Protests held over UK Prime Minister’s move to suspend parliament

Thousands of people across Britain and Northern Ireland turned up on Saturday protesting the move by Prime Minister Boris Johnson to suspend parliament for about a month before the deadline for the country to leave the European Union.
Johnson promised to ensure Brexit takes place on October 31 with or without a deal on future relations with the bloc.
The move to shut parliament for around a month in the period before that will hinder efforts by his opponents to stop him.
About 2,000 people gathered outside his office in Downing Street, chanting: “Liar Johnson, shame on you!”
The government says it is usual for parliament to be suspended before a new prime minister outlines his policy program in a Queen’s speech, now scheduled for October 14.
His supporters also say parliament usually breaks in late September, when the main political parties hold their annual conferences.

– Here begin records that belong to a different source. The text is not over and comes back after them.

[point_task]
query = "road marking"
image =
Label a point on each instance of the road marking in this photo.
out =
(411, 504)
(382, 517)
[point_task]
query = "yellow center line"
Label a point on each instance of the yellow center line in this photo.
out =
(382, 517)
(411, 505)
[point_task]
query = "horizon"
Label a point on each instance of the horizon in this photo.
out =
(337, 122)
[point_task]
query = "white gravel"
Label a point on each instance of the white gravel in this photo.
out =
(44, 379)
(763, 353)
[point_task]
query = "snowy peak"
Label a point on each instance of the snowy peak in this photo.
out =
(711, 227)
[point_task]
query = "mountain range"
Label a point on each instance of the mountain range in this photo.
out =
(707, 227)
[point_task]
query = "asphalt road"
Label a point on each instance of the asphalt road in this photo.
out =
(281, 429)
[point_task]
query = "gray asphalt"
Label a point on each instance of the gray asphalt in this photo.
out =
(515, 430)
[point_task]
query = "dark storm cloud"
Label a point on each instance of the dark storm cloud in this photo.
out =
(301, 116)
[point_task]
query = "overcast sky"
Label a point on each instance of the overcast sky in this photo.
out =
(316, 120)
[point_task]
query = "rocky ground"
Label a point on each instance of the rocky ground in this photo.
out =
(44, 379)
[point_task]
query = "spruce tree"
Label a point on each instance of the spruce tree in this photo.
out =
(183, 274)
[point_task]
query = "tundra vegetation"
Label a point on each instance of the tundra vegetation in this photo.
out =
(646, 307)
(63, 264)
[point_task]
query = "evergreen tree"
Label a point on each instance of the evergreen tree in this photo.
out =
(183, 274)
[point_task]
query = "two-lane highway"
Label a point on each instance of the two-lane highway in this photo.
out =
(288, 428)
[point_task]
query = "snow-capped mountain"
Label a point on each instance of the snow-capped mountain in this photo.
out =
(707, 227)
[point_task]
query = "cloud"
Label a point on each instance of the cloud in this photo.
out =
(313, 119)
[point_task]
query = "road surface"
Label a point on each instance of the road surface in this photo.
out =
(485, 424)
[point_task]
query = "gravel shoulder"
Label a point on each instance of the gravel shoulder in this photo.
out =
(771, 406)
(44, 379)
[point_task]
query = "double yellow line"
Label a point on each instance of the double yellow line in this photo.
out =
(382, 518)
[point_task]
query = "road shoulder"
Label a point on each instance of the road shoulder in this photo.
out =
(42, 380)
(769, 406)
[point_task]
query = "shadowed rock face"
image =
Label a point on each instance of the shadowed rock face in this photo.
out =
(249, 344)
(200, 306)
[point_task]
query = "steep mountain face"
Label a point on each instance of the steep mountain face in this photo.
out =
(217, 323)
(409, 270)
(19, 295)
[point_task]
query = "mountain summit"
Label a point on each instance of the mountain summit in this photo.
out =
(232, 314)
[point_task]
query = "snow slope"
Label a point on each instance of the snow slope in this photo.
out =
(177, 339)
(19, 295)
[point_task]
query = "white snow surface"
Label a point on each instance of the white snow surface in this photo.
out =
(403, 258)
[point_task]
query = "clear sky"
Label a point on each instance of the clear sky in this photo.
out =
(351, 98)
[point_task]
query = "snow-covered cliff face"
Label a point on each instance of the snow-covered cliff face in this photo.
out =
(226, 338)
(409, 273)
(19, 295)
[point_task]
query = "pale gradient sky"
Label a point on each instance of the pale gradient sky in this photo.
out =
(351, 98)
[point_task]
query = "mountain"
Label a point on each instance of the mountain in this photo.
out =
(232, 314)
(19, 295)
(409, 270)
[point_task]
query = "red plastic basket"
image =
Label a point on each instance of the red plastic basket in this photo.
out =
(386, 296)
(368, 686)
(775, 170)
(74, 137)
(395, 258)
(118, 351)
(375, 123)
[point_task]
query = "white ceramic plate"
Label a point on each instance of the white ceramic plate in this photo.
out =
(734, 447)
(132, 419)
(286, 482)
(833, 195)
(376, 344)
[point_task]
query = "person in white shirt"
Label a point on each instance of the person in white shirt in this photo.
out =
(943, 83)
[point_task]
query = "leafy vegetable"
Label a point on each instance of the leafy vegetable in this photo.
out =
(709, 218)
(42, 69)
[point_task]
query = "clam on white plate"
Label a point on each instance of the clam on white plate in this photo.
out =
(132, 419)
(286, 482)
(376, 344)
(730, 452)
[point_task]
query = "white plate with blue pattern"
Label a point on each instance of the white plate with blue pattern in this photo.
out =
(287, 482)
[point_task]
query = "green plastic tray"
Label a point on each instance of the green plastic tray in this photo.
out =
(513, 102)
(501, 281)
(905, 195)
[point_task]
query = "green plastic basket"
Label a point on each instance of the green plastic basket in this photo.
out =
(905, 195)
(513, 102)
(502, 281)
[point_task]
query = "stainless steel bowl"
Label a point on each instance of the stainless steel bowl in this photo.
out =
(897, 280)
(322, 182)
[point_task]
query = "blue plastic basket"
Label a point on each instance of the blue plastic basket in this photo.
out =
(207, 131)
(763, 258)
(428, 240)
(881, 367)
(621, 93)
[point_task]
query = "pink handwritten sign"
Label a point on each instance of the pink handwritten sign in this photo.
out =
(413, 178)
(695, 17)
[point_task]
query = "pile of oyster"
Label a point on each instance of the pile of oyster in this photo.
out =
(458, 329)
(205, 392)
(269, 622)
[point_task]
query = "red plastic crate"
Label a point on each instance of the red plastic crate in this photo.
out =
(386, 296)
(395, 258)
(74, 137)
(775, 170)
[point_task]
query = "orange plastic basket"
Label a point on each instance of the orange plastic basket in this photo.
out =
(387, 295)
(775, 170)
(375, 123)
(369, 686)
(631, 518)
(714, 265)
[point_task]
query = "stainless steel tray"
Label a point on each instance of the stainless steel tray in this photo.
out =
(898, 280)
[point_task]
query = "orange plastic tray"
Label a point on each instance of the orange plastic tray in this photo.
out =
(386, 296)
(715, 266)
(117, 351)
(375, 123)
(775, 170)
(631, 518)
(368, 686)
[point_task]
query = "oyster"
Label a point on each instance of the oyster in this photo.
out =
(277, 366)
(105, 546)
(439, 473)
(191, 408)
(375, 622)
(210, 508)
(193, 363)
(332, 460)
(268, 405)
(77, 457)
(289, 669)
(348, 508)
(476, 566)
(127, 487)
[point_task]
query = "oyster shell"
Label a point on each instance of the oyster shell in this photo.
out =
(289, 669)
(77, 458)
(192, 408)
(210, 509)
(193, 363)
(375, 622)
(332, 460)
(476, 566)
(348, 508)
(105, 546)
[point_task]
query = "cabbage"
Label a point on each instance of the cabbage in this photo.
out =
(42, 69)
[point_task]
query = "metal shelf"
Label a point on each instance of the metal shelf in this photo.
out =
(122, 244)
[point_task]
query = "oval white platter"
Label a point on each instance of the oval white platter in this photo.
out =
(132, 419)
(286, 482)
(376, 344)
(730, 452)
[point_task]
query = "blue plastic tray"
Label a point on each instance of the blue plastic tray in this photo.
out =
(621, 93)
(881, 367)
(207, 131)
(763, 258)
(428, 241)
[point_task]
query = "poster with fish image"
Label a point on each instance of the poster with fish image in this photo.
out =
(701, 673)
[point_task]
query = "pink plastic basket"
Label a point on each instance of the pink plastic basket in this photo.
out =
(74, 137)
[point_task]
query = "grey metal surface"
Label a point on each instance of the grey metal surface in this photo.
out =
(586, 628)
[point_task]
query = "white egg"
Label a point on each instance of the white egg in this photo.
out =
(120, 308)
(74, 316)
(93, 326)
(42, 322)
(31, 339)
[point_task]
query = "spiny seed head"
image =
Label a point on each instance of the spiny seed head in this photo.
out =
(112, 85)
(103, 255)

However, his critics say the suspension, known as a prorogation, is unusually long and describe the move as a thinly veiled attempt to reduce the time that lawmakers will have to debate before Britain leaves the EU at the end of October.
Opposition lawmakers want to prevent the shutdown of parliament and pass legislation to avoid a no-deal Brexit when they return from summer recess on Tuesday.
Protests were also lined up in other major cities in the four nations of the United Kingdom, comprising England, Scotland, Wales and Northern Ireland.
About 100 people protested outside the city hall in Belfast, the capital of the Northern Ireland, which has become a particular focus in the Brexit negotiations as it has the United Kingdom’s only land border with the European Union.
A court case being heard in Belfast next week aims to block Johnson’s suspension of parliament on the grounds that a no-deal Brexit would breach the 1998 Good Friday Agreement that brought peace to the British-run province of Northern Ireland.
Protesters said the government had failed to take into account the importance of the border issue.